Fourth, JADBio emphasises the correctness of performance estimates. It does not systematically overestimate performances, thus misleading and misguiding users. This is true even when the sample size is quite small. It also means that no samples are lost to estimation. There is no need to hold out samples for estimating the performance of the final predictive model. Estimation is performed correctly and fully automatically from JADBio. To put these functionalities into perspective consider the standard practice in genomics (GWAS analysis) in creating a predictive model. The researcher needs one external study/dataset to select genetic markers. Their own data to develop a predictive model using the pre-selected markers and a third independent dataset to externally validate the model. JADBio identifies the markers among a million SNPs, creates a possibly non-linear model, and correctly estimates performance using a single low-sample dataset.
Finally, JADBio has several unique deep tech algorithms. We have solved some long-standing problems in the ML community such as scalable feature selection, multiple feature selection, estimation of performance in the presence of the winner’s curse, and others. Our research receives 1000 citations per year. JADBio has implemented meta-level ML meaning that we learn from past analyses which algorithms work best on a given dataset. Then, the most promising algorithms are applied in the next dataset to analyse. What the user experiences are a platform that keeps improving its ML quality with usage.
Also Read: Why Does Your Business Need AutoML?
What are some of the unique lessons you have learned from analysing customer behaviour?

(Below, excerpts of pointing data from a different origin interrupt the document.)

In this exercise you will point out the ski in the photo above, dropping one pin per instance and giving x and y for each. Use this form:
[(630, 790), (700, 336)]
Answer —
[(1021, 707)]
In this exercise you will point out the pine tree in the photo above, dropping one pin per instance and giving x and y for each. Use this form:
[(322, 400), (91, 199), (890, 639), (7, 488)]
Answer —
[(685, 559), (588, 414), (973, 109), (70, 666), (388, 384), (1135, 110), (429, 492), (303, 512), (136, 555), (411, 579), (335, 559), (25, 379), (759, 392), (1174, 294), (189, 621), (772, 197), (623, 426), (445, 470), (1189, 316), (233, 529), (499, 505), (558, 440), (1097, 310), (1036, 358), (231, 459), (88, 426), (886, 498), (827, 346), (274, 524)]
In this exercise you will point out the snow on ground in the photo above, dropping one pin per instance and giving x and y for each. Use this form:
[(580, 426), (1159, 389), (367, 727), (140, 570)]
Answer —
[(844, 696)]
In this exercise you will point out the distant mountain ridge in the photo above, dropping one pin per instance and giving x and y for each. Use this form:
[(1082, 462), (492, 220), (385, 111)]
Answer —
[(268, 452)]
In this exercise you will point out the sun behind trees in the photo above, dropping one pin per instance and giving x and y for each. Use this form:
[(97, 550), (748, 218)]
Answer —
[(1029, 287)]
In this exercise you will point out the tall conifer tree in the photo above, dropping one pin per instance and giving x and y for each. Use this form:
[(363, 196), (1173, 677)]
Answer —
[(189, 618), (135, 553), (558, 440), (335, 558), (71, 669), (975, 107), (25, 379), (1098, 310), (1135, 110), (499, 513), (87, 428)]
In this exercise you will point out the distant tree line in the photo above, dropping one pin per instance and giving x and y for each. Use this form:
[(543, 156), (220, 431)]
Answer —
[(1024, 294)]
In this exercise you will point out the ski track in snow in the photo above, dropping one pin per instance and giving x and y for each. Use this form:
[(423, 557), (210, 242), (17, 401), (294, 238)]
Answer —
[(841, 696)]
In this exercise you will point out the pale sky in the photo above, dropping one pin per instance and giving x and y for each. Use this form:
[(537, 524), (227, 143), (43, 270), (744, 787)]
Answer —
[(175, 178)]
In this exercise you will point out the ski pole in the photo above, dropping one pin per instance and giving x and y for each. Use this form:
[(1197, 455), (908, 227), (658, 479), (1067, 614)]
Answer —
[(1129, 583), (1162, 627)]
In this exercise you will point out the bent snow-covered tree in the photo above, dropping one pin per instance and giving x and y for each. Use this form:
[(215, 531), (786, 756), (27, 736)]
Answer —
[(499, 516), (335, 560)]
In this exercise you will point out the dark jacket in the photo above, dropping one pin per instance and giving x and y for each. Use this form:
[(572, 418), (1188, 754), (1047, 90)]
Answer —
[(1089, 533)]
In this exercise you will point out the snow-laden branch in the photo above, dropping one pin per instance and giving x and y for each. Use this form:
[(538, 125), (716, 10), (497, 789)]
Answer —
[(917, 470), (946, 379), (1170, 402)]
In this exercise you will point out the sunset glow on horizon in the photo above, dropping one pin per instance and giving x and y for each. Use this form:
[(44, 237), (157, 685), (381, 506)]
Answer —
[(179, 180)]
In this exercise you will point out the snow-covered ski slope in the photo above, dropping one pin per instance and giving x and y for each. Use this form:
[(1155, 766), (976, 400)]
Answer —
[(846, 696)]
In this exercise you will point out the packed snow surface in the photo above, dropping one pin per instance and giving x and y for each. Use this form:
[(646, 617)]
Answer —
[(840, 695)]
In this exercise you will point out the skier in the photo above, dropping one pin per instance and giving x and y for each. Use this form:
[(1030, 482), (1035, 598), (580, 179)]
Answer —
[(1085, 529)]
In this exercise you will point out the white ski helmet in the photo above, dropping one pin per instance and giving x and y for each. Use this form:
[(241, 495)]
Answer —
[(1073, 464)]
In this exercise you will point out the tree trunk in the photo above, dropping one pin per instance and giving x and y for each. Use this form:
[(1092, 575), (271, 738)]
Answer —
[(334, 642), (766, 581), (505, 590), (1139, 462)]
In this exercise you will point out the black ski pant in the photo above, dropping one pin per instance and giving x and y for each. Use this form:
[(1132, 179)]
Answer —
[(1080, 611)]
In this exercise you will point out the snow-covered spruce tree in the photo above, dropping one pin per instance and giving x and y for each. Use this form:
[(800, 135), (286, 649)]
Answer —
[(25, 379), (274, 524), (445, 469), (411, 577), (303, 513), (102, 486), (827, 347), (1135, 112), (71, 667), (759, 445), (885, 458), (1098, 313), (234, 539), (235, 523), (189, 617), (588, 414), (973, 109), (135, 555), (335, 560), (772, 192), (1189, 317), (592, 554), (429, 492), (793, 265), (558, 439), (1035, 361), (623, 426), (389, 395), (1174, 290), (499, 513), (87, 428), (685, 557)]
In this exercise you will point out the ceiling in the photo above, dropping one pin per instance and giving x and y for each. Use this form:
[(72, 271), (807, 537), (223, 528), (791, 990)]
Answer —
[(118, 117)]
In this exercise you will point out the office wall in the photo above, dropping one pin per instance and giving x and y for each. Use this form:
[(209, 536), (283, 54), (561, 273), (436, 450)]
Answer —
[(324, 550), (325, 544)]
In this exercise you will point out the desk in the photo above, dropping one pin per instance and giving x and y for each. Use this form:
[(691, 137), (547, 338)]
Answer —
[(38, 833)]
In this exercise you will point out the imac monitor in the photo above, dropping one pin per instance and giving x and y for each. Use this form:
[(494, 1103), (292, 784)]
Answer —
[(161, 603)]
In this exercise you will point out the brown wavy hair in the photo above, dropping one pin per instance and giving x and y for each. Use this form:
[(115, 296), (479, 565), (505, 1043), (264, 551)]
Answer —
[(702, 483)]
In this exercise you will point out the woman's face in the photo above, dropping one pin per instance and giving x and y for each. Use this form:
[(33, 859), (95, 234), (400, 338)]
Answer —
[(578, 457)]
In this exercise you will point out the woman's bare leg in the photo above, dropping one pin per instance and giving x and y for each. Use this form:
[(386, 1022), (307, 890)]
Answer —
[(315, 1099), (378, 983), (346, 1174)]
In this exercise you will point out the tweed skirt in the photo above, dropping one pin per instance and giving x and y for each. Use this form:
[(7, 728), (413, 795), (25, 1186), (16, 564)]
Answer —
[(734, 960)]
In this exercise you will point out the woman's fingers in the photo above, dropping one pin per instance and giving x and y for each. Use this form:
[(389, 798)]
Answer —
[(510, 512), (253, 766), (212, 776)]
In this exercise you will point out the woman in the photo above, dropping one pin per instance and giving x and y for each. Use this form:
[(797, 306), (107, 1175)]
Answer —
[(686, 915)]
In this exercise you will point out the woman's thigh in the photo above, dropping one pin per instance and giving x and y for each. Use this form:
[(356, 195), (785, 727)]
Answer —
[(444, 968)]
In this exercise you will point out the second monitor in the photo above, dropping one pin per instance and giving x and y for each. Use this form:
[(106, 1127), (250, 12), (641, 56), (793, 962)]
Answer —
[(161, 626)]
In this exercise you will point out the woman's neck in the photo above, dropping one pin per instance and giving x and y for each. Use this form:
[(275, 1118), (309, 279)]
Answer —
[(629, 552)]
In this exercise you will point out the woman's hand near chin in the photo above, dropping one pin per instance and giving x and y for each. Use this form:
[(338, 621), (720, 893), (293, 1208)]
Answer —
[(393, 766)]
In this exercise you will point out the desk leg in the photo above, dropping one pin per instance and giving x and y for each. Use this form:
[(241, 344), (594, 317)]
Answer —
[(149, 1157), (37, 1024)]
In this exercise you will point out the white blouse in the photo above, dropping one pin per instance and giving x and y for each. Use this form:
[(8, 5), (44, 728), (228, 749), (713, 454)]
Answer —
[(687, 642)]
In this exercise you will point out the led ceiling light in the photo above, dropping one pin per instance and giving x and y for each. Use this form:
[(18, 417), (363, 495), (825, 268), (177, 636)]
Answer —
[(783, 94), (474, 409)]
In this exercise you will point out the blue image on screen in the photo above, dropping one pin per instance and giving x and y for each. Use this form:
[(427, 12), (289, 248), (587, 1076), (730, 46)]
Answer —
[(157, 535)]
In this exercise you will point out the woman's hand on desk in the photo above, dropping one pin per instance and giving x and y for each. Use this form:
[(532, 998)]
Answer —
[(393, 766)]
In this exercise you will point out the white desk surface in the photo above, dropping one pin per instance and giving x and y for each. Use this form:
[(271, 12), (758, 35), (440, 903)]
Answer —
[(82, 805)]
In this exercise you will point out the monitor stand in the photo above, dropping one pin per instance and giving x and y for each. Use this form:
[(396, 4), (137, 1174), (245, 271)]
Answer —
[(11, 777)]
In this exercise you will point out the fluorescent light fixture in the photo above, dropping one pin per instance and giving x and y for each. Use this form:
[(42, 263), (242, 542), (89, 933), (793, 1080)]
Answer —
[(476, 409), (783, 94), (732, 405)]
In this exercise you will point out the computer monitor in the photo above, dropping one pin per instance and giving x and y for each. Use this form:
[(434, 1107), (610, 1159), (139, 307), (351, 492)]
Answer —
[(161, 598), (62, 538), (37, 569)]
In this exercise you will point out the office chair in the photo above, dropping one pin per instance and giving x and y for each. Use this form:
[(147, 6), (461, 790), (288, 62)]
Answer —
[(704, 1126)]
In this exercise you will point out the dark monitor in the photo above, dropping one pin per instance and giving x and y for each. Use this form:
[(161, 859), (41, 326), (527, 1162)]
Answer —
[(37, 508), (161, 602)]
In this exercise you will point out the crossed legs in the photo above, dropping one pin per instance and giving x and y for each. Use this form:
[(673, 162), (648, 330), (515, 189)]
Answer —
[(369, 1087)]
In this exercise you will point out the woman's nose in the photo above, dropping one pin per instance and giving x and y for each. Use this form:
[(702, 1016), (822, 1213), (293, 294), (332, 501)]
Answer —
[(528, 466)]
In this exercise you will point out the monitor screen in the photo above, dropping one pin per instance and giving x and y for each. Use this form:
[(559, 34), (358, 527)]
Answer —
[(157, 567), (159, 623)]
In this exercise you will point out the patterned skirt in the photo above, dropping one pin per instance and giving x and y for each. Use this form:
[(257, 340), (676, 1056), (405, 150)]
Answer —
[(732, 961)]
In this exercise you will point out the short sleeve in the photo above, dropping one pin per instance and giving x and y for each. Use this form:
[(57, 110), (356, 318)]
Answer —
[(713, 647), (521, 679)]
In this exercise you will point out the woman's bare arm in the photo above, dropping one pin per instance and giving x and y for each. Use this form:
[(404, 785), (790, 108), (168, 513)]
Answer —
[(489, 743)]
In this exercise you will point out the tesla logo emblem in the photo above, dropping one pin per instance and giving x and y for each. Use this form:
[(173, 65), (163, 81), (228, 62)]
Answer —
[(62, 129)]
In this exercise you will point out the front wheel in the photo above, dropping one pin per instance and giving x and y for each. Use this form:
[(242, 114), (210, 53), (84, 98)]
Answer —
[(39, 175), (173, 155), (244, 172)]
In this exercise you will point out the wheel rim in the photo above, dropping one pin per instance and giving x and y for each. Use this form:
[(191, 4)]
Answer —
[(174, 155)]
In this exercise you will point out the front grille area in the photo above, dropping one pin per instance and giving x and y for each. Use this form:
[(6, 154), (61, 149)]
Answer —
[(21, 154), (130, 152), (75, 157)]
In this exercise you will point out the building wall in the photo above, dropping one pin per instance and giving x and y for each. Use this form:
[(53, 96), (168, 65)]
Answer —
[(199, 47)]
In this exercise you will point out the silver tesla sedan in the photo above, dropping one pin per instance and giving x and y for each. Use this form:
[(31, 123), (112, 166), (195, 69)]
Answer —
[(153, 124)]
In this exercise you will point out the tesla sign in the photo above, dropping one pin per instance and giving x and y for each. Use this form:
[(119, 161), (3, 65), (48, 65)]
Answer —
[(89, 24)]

Dr Tsamardinos: If something can be misinterpreted, it will. No matter how small. One has to be constantly checking that the majority of their users are actually interpreting labels, buttons, colours, and results in general as intended. Assuming certain visuals and labels are obvious and self-explanatory is dangerous.
For AutoML, I feel users need to be educated. This is a new set of functionalities and the market is unfamiliar with using it. The whole field of AutoML products is exploring what is the most intuitive way to structure and design such tools. We are far from reaching maturity. Just imagine, it took word editor products three decades to reach a decent level of maturity.
What is the one leadership motto you live by?
Dr Tsamardinos: Lead by example. Inspire. Make people feel they are working with you, not for you.